Let us now configure the POOL_SIZE Number of connections that we have to the database

$ heroku config:set POOL_SIZE=18
Setting POOL_SIZE and restarting ⬢ pure-peak-67829... done, v5

Let us now set up the SECRET_KEY_BASE (application secret) with :

$ mix phx.gen.secret

$ heroku config:set SECRET_KEY_BASE="frVmI4tvRSLJBSH09i657N5v1UwUfzOEyzD6cSDZIF8Nqhm4KQA6F3yUzrcu74hK"
Setting SECRET_KEY_BASE and restarting ⬢ pure-peak-67829... done, v3
SECRET_KEY_BASE: frVmI4tvRSLJBSH09i657N5v1UwUfzOEyzD6cSDZIF8Nqhm4KQA6F3yUzrcu74hK

Deploying To Heroku

Let us commit all our changes up until now.

$ git add .
$ git commit -am "Preparing app for Heroku"
$ git push heroku master

Once the deploy is done we can setup the database with

$ heroku run "POOL_SIZE=2 mix ecto.migrate"
Running POOL_SIZE=2 mix ecto.migrate on ⬢ pure-peak-67829... up, run.4676 (Free)
12:10:30.567 [info] == Running DemoHerokuDeployment.Repo.Migrations.AddTest.change/0 forward
12:10:30.570 [info] == Migrated in 0.0s

NOTE the above command might fail if you don't have a migration.

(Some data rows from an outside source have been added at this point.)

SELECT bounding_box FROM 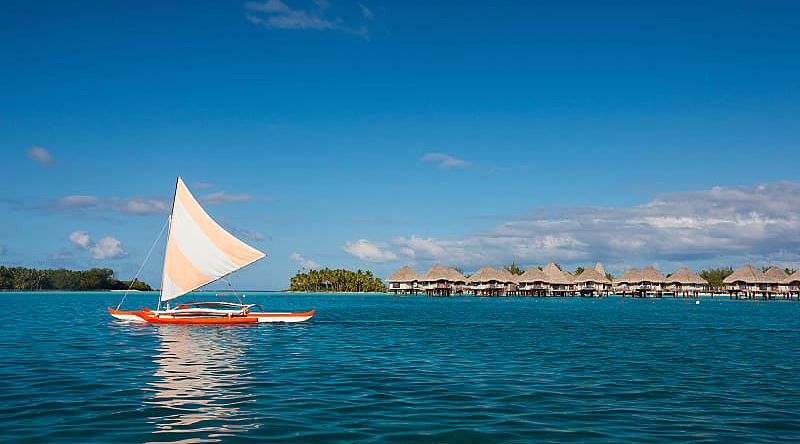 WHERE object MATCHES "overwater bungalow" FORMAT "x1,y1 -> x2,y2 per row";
572,262 -> 611,296
783,270 -> 800,301
386,266 -> 422,295
764,267 -> 789,298
420,264 -> 467,296
666,267 -> 708,298
614,266 -> 667,298
542,262 -> 574,296
467,265 -> 517,296
517,267 -> 550,296
722,264 -> 768,299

And we can see our Phoenix application in the browser by typing.

$ heroku open

Drawbacks of Elixir on Heroku

Heroku has some drawbacks as well, viz:

  1. Heroku limits the number of connections.
  2. Since each dyno has it's own network interface (Router) clustering of applications becomes hard with standard or built-in tools and we will have to resort to Redis to achieve this.
  3. State of the application that is stored in memory will be lost every 24 Hours as each dyno will be restarted once in 24 Hours.
  4. It also does not allow SSH access thus making it impossible to use Elixir's Remote Shell which helps in debugging a lot of production scenarios.

If your requirement needs any of the above then it would be best to deploy your Elixir - Phoenix applications to a cloud platform such as EC2 or Digital Ocean etc. which we will cover in the subsequent parts of this tutorial series.